Richard Stauffacher is close to the mark as Antipholus of Ephesus but is enough distant from high style to take the edge off his performance. His Dromio, Tony Houghton, also knows his shtick, but it’s just that, without a developed character to bolster it.
There is also a fine, period-style feel to the performances of Susan Crouse as Luciana, sister to Adrian (Olivia Anderson) who is the wife of Antipholus of Ephesus, and Beth Ann Monaco as Luce, shrewish wife of Dromio of Ephesus.
Crouse and Monaco have fine voices for the genre and understand the style. Anderson, like Stauffacher, is close on, but hasn’t yet relaxed into the aura of the era. In the supporting cast, the style is best captured by Matthew John Snyder, as both the strait-laced Duke of Ephesus and the big-voiced but puppy-dog Sergeant who drags Antipholus of Syracuse off to the slammer in “Come With Me.”
Wally Huntoon’s entertaining settings are versatile and of the period, but Charles Castagno’s costumes are ugly on both men and women and have little to do with either ancient Greece or ‘30s musical comedy; the two Antipholuses look like they’re dressed for some lodge initiation.
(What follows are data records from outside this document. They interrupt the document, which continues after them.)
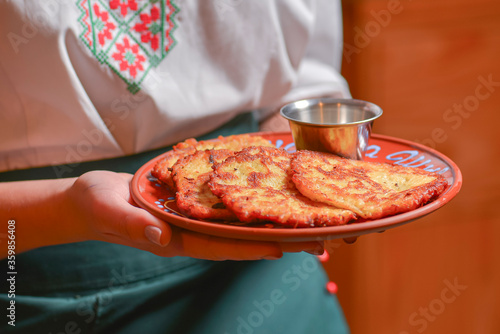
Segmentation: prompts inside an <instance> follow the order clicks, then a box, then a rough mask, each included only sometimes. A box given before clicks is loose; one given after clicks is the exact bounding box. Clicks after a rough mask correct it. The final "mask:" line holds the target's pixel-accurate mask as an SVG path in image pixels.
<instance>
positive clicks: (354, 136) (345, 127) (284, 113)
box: [280, 98, 382, 160]
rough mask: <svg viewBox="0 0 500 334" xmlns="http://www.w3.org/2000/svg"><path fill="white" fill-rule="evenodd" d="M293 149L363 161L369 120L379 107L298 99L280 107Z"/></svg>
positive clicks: (368, 129)
mask: <svg viewBox="0 0 500 334" xmlns="http://www.w3.org/2000/svg"><path fill="white" fill-rule="evenodd" d="M280 113H281V115H282V116H283V117H285V118H286V119H288V121H289V124H290V130H291V132H292V136H293V140H294V142H295V147H296V148H297V150H311V151H320V152H329V153H333V154H336V155H339V156H342V157H344V158H349V159H356V160H363V158H364V154H365V150H366V147H367V146H368V139H369V138H370V134H371V131H372V125H373V121H374V120H375V119H377V118H378V117H380V116H381V115H382V109H381V108H380V107H379V106H377V105H376V104H373V103H371V102H366V101H362V100H355V99H337V98H319V99H309V100H300V101H296V102H292V103H289V104H287V105H285V106H284V107H282V108H281V110H280Z"/></svg>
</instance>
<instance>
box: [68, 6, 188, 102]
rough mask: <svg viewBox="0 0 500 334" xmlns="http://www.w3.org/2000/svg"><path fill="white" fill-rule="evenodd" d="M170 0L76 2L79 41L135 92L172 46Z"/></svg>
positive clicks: (174, 26)
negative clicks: (81, 40) (79, 28)
mask: <svg viewBox="0 0 500 334" xmlns="http://www.w3.org/2000/svg"><path fill="white" fill-rule="evenodd" d="M173 1H174V0H77V1H76V5H77V6H78V8H79V9H80V12H81V15H80V17H79V18H78V21H79V22H80V24H81V33H80V39H81V40H82V42H83V43H84V44H85V45H86V46H87V47H88V48H89V50H90V51H91V52H92V53H93V54H94V55H95V57H96V58H97V59H98V60H99V62H101V63H102V64H106V65H108V66H109V67H110V68H111V69H112V70H113V71H114V72H115V73H116V74H117V75H118V76H120V78H122V79H123V80H124V81H125V82H126V83H127V86H128V87H127V89H128V90H129V91H130V92H132V93H136V92H138V91H139V90H140V85H141V83H142V81H143V80H144V79H145V77H146V76H147V74H148V73H149V71H150V69H151V68H154V67H156V66H158V64H160V62H161V61H162V60H163V59H164V58H165V56H166V55H167V54H168V53H169V52H170V51H171V50H172V48H173V47H174V46H175V43H176V41H175V39H174V38H173V36H172V34H173V32H174V30H175V29H176V27H177V25H176V22H175V15H176V14H177V12H178V11H179V10H178V8H177V7H176V6H175V5H174V3H173Z"/></svg>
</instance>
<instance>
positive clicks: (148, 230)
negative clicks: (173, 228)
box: [106, 198, 172, 247]
mask: <svg viewBox="0 0 500 334" xmlns="http://www.w3.org/2000/svg"><path fill="white" fill-rule="evenodd" d="M108 204H110V206H111V208H110V209H109V210H106V211H107V212H108V213H109V214H108V215H107V216H108V219H106V220H107V224H106V225H107V228H106V230H107V232H106V234H111V235H113V236H116V237H118V238H120V239H124V240H126V241H128V242H127V244H130V245H131V246H134V244H137V243H139V244H150V245H151V244H154V245H155V246H161V247H165V246H167V245H168V244H169V243H170V240H171V237H172V230H171V228H170V226H169V225H168V224H167V223H166V222H164V221H163V220H161V219H159V218H157V217H155V216H153V215H152V214H151V213H149V212H147V211H146V210H144V209H142V208H139V207H137V206H134V205H133V204H132V203H130V202H129V201H127V200H125V199H124V198H115V199H114V200H108Z"/></svg>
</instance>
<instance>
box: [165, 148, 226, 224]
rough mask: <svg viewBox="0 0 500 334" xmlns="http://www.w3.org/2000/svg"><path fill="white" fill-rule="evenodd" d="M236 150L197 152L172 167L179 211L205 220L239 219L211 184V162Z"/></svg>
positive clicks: (173, 177) (225, 158) (201, 151)
mask: <svg viewBox="0 0 500 334" xmlns="http://www.w3.org/2000/svg"><path fill="white" fill-rule="evenodd" d="M233 153H234V152H233V151H230V150H206V151H196V152H195V153H193V154H191V155H188V156H186V157H184V158H182V159H180V160H179V161H177V162H176V163H175V164H174V165H173V166H172V178H173V181H174V183H175V187H176V189H177V193H176V194H175V197H176V203H177V207H178V208H179V210H180V211H181V212H182V213H183V214H185V215H186V216H188V217H191V218H197V219H205V220H236V216H235V215H234V214H233V213H232V212H231V211H229V210H227V209H226V208H225V206H224V204H223V203H222V202H221V200H220V199H219V198H218V197H217V196H215V195H214V194H213V193H212V191H211V190H210V188H209V187H208V184H207V182H208V180H209V177H210V176H209V175H210V173H212V165H213V164H214V163H216V162H222V161H224V159H226V158H227V157H228V156H230V155H232V154H233Z"/></svg>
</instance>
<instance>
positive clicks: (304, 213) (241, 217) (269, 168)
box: [208, 147, 355, 227]
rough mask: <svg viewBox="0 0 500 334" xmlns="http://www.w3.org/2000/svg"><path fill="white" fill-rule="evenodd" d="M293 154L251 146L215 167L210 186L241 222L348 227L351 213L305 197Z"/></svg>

And Susan Errickson’s unimaginative choreography looks recycled from an old Arthur Murray class.
* “The Boys From Syracuse,” McKinney Theatre, Saddleback College, 2800 Marguerite Parkway, Mission Viejo. Wednesday-Saturday, 8 p.m. Ends Saturday. $9-$10. (714) 582-4656. Running time: 2 hours, 25 minutes. Edward Snyder Antipholus of Syracuse
John Petersen: Dromio of Syracuse
Richard Stauffacher: Antipholus of Ephesus
Tony Houghton: Dromio of Ephesus
Susan Crouse: Luciana
Olivia Anderson: Adriana
Beth Ann Monaco: Luce
Matthew John Snyder: Duke/Sergeant
A Saddleback College Department of Theatre Arts production. Book adapted by George Abbott from Shakespeare’s “The Comedy of Errors.” Lyrics by Lorenz Hart. Music by Richard Rodgers. Directed by Gregory de Silva. Musical directors: Lee Kreter and De Silva. Conductor: Lee Kreter. Choreography: Susan Errickson. Scenic design: Wally Huntoon. Costume design: Charles Castagno. Lighting/sound design: Kevin Cook. Stage manager: Brian Rupp.